Le calcul de la position de la planète mars s’appuie sur l’heure exprimée en temps universel. Or les actes d’état civil font référence à l’heure légale. Il a fallu donc déterminer le décalage entre l’heure légale et l’heure réelle, décalage qui a pu varier selon les régions et les époques. Ainsi, jusque 1890 les horloges marquaient l’heure moyenne de la localité. Mais le développement du transport ferroviaire ne pouvait s’accommoder d’une telle variabilité des horaires. Ainsi, au 1er janvier 1890, Lyon et Marseille alignent leur heure légale sur celle de Paris. Le 15 mars 1891 la loi promulguant une heure légale unique sur tout le territoire est publiée au journal officiel. Elle s’applique donc partout, sauf en Alsace et Moselle alors allemandes. Un système d’heure d’été et d’heure d’hiver est ensuite introduit en 1916. A ceci vient se superposer deux horaires différents pendant la dernière guerre, selon que l’on se trouve en zone occupée ou non[Une carte à l’échelle 1:5.000.000 et reproduite dans L’histoire de la France contemporaine a été utilisée. Celle-ci n’était toutefois pas assez précise pour décider si Hauteville-Lompnes était en zone occupé ou non. Il a fallu téléphoner directement à la mairie du village.]. Les sportifs considérés sont nés entre 1816 et 1950. On imagine la difficulté du travail nécessaire pour s’assurer d’une date de naissance valide exprimée en temps universel pour chacun des sportifs.
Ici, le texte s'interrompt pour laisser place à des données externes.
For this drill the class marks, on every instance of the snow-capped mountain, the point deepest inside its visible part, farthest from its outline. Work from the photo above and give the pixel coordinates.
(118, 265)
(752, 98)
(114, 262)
Tout ceci explique la durée relativement importante de l’étude. Finalement, après élimination des sportifs dont les informations de naissance étaient incomplètes, 1066 éléments ont été retenus.

Mars ne favorise pas les sportifs, Vénus non plus d’ailleurs

La suite de l’étude, calculs astronomiques et analyse statistique était plus simple à réaliser. La détermination des positions de la planète Mars a été faite en utilisant un programme de calcul tiré de [3] .
Appelons "Secteurs-1-et-4" les personnes nées lorsque la planète Mars se trouvait dans les secteurs 1 ou 4 de M. Gauquelin (secteurs devant favoriser la naissance de sportifs). Des 1066 sportifs d’origine, 200 s’avèrent ainsi être des "Secteurs-1-et-4".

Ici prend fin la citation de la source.